Namche is typically packed with tourists and trekkers at this time of year but we have the town to ourselves now. In fact the 7 hour route from Pheriche to here was pretty much empty throughout. It was uniquely eery and echoed the challenges this area will face going forward with reduced footfall in the post earthquake Nepal. What is obvious is that the base camo route ia not majorly effected with very little sign of major destruction. There are many areas of great need in Nepal but the Khumbu valley is not among them.

Reports have also been circulating for the past 24 hours that the South Side of Everest will be reopened to climbers within a matter of days. This story has been coupled with the fact that Russ Bryce’ HimEx team are still at base camp and so many are postulating that Russ will lead a restart of the season. This is not accurate – the season here ia over! HiMex were one of the teams at the centre of crisis management post the earthquake at base camp and they are only now emerging to plot their journey home.

Yesterday we did observed first hand the ferrying of many ladders labelled “SPCC 2015” towards base camp. We asked one of yhe porters to confirm the destination and he told us that they were bound for the icefall. It seemed the season was somehow being restarted… or so we thought.

The reality is that the SPCC (a government organisation responsible for management of Everest including securing of the icefall and roping of the upper mountain) have been told by the Ministry to re route the icefall and enable conditions such that climbers can in theory continue. However almost all teams have left Base Camp and most have left the Khumbu Valley altogether while the final team remaining in base camp (HimEx) confirmed today that they will be departing for home shortly too. So why are the SPCC preparing an icefall for a season without climbers?

They are doing so in order that the Ministry can avoid granting permit holders such as myself and my team an extension of a year or more to the climbing permit (worth $11k).
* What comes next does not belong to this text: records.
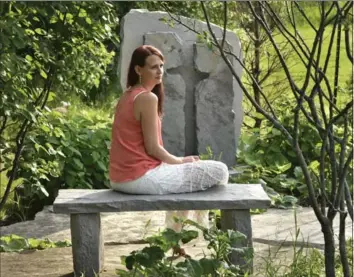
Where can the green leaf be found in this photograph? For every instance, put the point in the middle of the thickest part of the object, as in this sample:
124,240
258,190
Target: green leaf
82,13
188,235
78,163
43,74
29,58
40,31
44,191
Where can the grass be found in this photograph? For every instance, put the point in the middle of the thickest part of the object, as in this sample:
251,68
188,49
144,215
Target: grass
276,93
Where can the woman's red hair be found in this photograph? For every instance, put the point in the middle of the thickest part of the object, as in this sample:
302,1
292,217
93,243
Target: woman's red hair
138,58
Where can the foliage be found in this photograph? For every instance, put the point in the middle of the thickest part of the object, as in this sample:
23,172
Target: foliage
304,262
49,50
70,152
271,160
152,260
14,243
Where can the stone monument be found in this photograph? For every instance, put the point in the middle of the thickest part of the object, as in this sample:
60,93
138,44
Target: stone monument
203,102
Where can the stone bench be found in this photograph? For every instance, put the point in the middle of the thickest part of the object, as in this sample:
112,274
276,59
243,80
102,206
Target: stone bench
85,206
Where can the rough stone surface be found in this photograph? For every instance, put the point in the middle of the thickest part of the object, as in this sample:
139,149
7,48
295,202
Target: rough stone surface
213,105
241,221
272,228
173,127
173,122
232,196
87,242
182,67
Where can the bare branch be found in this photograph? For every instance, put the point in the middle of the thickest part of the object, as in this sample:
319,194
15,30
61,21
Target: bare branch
305,16
225,24
259,109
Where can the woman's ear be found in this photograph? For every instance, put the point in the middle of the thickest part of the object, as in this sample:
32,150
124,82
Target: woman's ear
137,70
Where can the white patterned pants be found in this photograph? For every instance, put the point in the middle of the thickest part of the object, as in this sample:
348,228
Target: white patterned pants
178,178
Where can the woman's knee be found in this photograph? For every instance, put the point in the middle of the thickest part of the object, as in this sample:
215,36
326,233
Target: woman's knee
224,172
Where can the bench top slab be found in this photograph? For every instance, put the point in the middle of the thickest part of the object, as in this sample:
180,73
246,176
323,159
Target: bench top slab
231,196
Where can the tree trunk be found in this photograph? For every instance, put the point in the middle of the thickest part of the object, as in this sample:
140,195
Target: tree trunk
256,66
329,249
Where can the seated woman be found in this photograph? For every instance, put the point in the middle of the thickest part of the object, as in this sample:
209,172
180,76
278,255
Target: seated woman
139,164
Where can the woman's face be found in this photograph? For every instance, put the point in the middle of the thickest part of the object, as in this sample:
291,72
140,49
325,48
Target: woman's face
152,71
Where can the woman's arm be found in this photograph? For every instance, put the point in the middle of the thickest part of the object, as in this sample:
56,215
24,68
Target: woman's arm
146,106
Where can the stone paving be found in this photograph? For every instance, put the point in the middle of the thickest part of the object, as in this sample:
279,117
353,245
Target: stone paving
123,233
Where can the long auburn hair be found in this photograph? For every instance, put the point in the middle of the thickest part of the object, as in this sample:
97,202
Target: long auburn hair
138,58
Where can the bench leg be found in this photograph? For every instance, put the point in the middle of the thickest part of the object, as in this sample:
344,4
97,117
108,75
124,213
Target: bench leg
239,220
87,244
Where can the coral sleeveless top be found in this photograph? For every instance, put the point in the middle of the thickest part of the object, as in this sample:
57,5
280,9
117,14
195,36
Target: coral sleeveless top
128,157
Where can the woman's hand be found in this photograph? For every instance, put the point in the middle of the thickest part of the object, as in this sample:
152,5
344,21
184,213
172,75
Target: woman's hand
190,159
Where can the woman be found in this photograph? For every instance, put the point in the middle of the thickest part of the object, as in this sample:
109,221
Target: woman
139,164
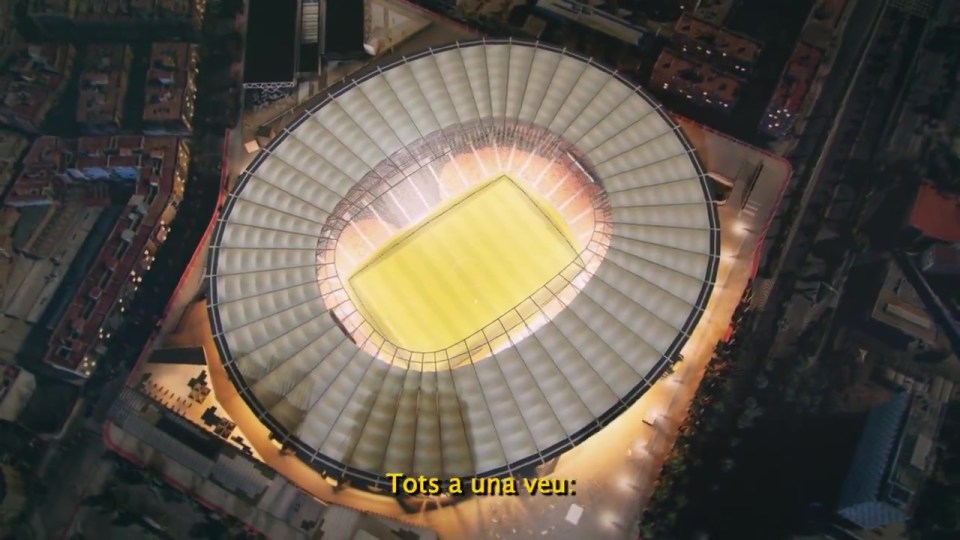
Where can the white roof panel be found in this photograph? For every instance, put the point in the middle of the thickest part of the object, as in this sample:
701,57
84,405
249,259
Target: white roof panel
364,407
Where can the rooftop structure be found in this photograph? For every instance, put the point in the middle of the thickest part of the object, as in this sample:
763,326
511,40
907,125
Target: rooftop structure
13,497
700,83
171,18
142,430
936,214
596,16
828,12
899,306
792,90
10,39
56,170
272,44
33,83
103,88
16,387
895,455
171,89
416,174
717,46
941,259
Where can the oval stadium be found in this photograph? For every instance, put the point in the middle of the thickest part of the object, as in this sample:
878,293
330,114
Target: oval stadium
463,263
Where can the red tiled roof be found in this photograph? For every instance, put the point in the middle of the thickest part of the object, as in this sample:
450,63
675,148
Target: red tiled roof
936,214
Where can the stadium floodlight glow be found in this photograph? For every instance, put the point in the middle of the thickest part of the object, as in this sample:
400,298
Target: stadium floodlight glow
461,264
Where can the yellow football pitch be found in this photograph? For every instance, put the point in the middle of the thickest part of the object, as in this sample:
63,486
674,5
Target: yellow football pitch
463,267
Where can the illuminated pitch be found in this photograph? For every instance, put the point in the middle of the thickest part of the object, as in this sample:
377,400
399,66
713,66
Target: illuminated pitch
463,267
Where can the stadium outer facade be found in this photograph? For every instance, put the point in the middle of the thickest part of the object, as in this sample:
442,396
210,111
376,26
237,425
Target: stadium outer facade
259,250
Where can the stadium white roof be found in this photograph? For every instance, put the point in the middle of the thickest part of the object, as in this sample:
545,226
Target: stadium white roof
353,415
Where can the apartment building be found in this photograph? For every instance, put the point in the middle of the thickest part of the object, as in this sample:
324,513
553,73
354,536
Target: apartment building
791,93
102,88
33,83
89,169
117,19
170,90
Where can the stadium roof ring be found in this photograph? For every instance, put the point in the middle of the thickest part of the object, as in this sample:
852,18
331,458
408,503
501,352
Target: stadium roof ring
463,263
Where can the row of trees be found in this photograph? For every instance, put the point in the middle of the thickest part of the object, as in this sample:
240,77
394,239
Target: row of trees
703,445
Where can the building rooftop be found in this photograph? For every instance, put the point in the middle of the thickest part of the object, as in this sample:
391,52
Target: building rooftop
942,259
936,214
77,171
899,306
791,92
695,80
720,45
32,82
170,90
120,10
271,41
12,146
828,12
103,85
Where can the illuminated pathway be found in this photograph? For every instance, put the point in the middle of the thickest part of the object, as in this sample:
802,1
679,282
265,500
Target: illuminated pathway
616,468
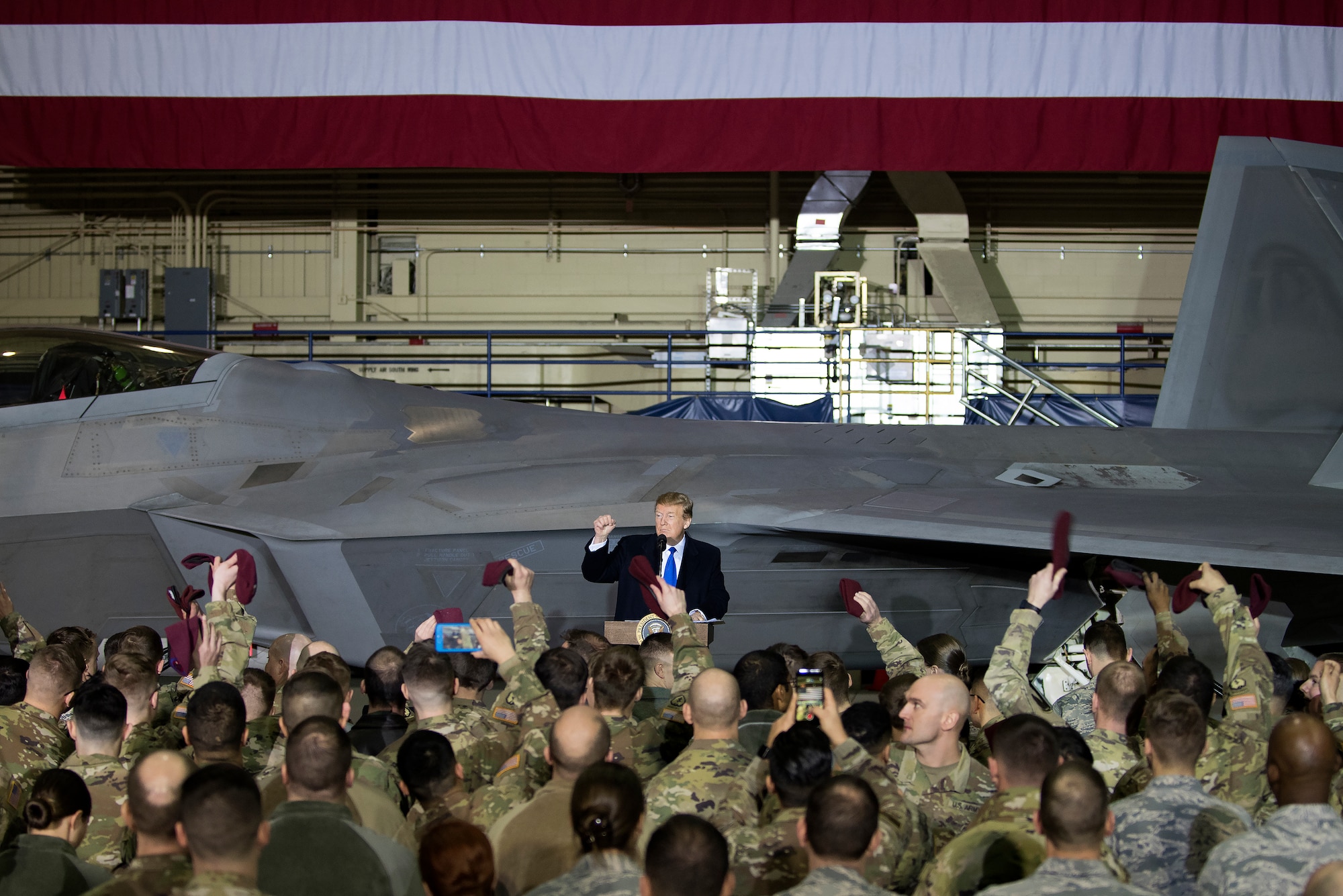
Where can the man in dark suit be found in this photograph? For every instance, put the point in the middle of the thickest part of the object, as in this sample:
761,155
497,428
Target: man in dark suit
691,565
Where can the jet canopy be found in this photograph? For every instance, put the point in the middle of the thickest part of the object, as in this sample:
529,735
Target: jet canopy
53,365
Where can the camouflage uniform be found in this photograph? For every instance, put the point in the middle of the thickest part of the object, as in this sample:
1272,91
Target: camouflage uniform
24,639
1070,877
484,746
1075,709
651,705
696,783
147,737
148,877
263,738
896,651
1235,757
373,770
835,881
1165,835
950,797
236,628
637,745
1278,858
108,844
769,858
1133,783
980,741
218,883
1001,846
476,717
1007,677
455,804
169,699
1113,754
609,874
909,826
32,741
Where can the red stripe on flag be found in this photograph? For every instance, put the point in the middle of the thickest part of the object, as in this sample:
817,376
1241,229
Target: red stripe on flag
621,12
699,136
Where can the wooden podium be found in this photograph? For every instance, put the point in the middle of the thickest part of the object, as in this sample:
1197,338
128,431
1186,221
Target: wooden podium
628,632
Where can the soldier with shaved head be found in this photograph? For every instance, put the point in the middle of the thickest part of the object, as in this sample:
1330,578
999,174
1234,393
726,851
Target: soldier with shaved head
152,811
1305,834
699,779
535,843
937,772
1118,697
1075,820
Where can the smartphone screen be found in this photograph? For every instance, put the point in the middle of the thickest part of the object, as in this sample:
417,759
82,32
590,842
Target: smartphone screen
455,638
811,693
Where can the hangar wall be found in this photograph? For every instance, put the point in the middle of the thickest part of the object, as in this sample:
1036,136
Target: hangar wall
593,274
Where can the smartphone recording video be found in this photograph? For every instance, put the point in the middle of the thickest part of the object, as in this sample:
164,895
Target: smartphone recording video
811,694
455,638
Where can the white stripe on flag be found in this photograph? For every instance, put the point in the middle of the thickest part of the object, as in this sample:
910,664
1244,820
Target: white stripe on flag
676,62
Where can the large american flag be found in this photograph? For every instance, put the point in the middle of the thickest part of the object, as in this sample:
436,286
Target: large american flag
643,86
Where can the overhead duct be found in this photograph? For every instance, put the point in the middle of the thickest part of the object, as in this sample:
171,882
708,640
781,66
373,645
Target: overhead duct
945,243
816,243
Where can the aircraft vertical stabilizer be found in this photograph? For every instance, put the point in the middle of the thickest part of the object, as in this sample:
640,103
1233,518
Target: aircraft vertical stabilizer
1260,337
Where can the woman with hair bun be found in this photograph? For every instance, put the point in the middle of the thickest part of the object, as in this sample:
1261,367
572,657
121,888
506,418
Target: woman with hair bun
456,860
608,813
934,655
42,862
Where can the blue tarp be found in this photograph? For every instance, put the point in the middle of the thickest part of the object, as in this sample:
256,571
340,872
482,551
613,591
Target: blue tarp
1129,411
727,407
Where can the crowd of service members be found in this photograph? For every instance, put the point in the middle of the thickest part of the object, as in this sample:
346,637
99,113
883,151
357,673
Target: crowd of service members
606,769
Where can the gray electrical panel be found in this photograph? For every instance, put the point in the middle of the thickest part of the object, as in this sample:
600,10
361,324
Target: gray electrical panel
135,293
190,305
109,293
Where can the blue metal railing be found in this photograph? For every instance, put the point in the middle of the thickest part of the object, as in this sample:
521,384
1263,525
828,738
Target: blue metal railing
651,341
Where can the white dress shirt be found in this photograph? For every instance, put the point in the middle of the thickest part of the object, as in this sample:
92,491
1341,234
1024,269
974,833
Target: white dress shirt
663,564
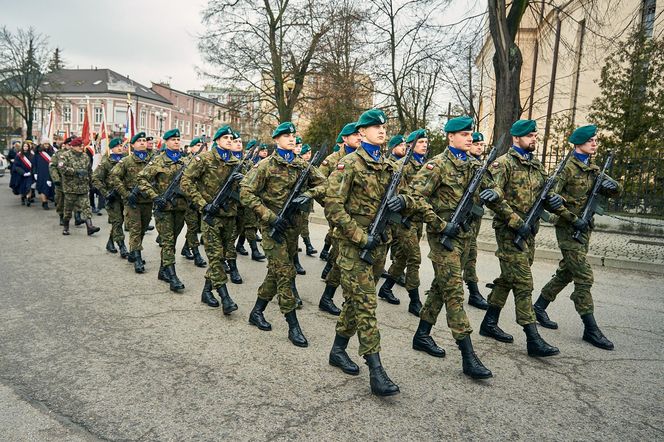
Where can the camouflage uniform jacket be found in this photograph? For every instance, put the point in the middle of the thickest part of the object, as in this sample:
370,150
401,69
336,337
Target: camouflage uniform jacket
205,176
124,176
520,181
155,178
70,165
436,190
354,192
267,186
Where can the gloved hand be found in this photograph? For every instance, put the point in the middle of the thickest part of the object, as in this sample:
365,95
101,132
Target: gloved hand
397,203
489,196
554,201
580,224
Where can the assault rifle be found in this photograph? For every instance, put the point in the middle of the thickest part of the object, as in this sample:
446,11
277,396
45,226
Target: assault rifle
289,208
225,192
535,212
463,214
591,206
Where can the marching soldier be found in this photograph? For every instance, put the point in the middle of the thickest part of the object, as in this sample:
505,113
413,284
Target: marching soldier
475,298
351,140
114,206
74,168
153,181
574,184
123,178
265,191
519,176
201,181
354,193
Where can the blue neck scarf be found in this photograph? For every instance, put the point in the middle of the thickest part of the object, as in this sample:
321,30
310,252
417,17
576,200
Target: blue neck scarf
418,157
372,150
287,155
524,153
458,153
174,155
223,153
141,154
583,157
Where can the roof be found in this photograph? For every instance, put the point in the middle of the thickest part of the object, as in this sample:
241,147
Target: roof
96,81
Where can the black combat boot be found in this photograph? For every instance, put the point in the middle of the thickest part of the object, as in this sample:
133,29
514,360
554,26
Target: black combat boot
542,316
174,281
239,247
110,247
339,357
592,333
198,258
385,291
256,316
139,267
229,306
234,273
475,298
298,268
380,382
123,250
535,344
256,254
490,327
310,249
326,270
206,295
472,366
186,252
326,304
294,331
90,228
423,341
415,305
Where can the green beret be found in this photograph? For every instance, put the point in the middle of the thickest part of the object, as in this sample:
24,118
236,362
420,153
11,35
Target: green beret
419,133
458,124
223,130
114,143
137,136
582,134
372,117
348,129
171,134
284,128
523,127
395,141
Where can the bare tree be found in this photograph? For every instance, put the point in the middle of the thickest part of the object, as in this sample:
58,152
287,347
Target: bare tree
23,61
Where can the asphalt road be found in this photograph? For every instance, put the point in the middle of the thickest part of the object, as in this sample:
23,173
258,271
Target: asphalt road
91,351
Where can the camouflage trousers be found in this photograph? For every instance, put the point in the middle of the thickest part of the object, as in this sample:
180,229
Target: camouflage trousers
214,238
193,220
574,267
115,212
280,269
447,286
515,275
137,221
358,280
77,202
169,225
470,265
406,254
59,200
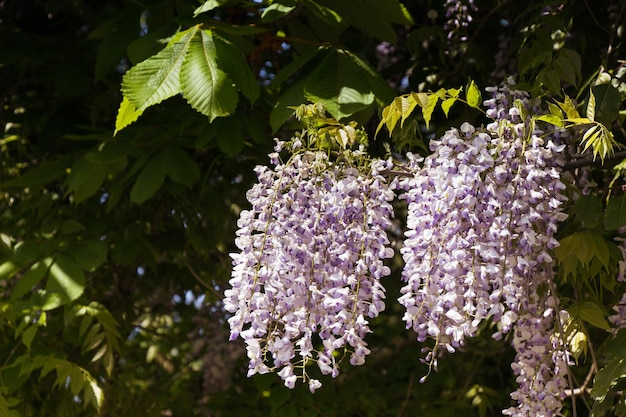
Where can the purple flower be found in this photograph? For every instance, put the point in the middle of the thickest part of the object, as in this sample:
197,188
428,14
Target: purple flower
310,262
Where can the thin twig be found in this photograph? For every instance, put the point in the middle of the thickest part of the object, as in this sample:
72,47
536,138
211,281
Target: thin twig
407,395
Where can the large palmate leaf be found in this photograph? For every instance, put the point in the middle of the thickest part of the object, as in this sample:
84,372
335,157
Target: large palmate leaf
231,60
205,68
157,78
206,87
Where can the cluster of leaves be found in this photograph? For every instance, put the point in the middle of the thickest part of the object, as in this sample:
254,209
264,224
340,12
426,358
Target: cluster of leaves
114,249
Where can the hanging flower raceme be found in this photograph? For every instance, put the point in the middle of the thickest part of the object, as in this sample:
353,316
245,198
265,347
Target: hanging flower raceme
307,277
483,210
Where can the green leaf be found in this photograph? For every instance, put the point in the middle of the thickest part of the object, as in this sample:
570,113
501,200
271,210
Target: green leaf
85,179
430,107
65,279
447,104
148,182
232,61
7,269
591,107
566,254
569,108
31,278
277,10
158,77
126,114
205,86
293,96
44,173
28,336
296,64
89,253
407,104
210,5
474,98
552,119
550,79
615,215
616,347
390,117
608,102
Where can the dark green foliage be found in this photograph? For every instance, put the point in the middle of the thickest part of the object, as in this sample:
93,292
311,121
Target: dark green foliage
130,132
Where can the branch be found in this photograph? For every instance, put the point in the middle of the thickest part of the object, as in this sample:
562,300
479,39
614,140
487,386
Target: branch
579,163
407,395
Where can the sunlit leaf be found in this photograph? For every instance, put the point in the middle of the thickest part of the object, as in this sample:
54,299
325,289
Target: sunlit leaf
474,98
205,86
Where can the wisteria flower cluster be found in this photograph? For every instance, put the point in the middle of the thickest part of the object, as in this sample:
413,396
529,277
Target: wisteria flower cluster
483,210
307,277
541,362
482,214
459,16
The ministry has ludicrously forced people to carry ladders up to EBC in recent days in order to create a simulated “season is back on” fascade to permit extensions which are actually enshrined in law in event of an earthquake. It is also worth noting that while a restoration of the icefall will enable clients to reach Camp 1, it does not resolve the issue of roping the Lhotse Face and upper mountain which typically involves a 15 strong sherpa team – a team which currently does not exist at base camp and is unlikely to materialise in an abandoned camp.

Below us in a chaotic Kathmandu, many Nepalese are growing impatient at the inaction of their government in reacting effectively to the needs of a growing number of homeless and hungry victims of the earthquake. In the rural valley areas there appears to be wide distrust of government and the distinct feeling that you must buck your own goat to survive this catastrophe because nobody from Kathmandu is going to help and any funds sent to the government will never find ita way out into the rural areas.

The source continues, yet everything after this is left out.